お転婆狐の後宮勤め〜半妖少女は囚われの皇子を救い出す~

八星 こはく

第1話 いい知らせと悪い知らせ

「そろそろ、いいよね」


 山菜でいっぱいになった籠を見つめ、小鈴シャオリンは呟いた。

 袍の袖についた汚れを手で払い、立ち上がる。


 新鮮な山の空気を肺いっぱいに吸い込み、鳥の鳴き声に耳を澄ました。


『夜は雨が降るから、危ないよ』


 え、そうなの? こんなに晴れているのに。


「ありがとう、教えてくれて!」


 山で雨に降られたら、厄介なことになる。さっさと下山しないと。

 山の天候は急に変わってしまう。そのため、山菜をとりにくるのも一苦労だ。……小鈴以外の人にとっては。


 小鈴は動物の声を聞くことができる。そのため、山菜採りや山での行方不明者を探すことを生業としている。

 とはいえ、いつまでもこうやって生きるつもりはない。


「……早く、お城で働きたいな」


 小鈴が溜息を吐くと、ぴょこっ、と髪の間から狐の耳が生えてきた。尻尾まで出てきてしまう前に、慌てて引っ込める。


「危ない危ない」


 もし私が半妖だなんて知られたら、おばあちゃんに迷惑をかけちゃう。それだけは絶対に避けないと。





 山の麓にある小屋に、小鈴は林杏リンシンと二人暮らしをしている。血の繋がりはないものの、半妖であると分かった上で小鈴を育ててくれているのだ。


「ただいま」


 扉を開けると、嗅ぎ慣れた羹の香りがした。近隣でとれた野菜をたっぷり入れて煮込んだ、林杏特製のスープである。

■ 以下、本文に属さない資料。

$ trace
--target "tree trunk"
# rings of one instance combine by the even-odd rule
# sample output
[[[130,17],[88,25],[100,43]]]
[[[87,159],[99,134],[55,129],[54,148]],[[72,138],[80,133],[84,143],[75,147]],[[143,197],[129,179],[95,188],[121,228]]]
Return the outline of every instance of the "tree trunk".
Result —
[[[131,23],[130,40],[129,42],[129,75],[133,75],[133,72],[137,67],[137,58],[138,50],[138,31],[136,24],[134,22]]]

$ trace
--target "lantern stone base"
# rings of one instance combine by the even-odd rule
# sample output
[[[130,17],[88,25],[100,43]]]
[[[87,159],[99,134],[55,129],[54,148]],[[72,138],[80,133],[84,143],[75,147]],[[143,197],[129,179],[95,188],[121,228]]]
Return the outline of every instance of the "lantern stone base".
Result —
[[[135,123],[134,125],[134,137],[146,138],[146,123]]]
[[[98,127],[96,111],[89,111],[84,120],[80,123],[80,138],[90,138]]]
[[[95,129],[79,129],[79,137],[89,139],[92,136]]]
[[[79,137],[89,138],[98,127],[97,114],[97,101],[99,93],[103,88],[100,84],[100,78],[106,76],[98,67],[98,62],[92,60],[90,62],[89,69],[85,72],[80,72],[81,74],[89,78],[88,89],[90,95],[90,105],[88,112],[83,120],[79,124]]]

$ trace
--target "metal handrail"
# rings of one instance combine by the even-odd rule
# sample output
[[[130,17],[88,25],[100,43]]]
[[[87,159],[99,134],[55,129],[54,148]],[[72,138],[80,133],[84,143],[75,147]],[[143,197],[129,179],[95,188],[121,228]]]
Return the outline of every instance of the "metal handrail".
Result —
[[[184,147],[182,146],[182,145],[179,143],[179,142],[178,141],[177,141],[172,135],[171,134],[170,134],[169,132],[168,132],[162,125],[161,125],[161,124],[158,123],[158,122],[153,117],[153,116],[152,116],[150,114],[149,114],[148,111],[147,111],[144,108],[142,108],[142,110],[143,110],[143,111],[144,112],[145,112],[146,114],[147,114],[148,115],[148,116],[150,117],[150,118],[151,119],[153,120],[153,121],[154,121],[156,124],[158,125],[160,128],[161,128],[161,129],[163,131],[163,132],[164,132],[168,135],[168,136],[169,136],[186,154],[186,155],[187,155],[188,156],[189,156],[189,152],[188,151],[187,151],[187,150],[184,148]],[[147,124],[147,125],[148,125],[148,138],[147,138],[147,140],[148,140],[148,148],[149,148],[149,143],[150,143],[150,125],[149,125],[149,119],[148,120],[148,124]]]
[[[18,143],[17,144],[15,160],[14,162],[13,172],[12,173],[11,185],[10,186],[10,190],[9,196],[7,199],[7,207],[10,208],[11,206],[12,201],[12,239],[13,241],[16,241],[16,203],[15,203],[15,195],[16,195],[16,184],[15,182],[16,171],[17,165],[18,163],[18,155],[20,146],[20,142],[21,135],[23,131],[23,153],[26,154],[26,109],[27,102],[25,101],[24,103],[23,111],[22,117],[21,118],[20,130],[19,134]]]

 ここは海や川が遠く、あまり魚が手に入らない。そのため、主なおかずは野菜なのだ。


「おかえり、小鈴」

「もうご飯の準備?」

「ええ。今日は御馳走だからねぇ」

「え!? そうなの!?」


 慌てて林杏の傍へ寄る。調理台の上に、串にささった羊肉がおかれていた。


羊肉串ヤンロウチェン!?」

「そうよ」

「え、本当になにがあったの!?」


 都会で暮らす貴族や裕福な商人ならともかく、慎ましやかな暮らしをしている庶民にとって、肉はかなりの高級品だ。

 前回家で肉を食べたのは、小鈴の誕生日である。


 今日って、なにもない日よね?

 どうしてこんなに御馳走を作ってるの?


「小鈴」

「なに?」

「いい知らせと、それから悪い知らせがある」


 林杏は羹を煮込む手をとめ、じっと小鈴を見つめた。改めて顔を見ると、年をとったな、と感じる。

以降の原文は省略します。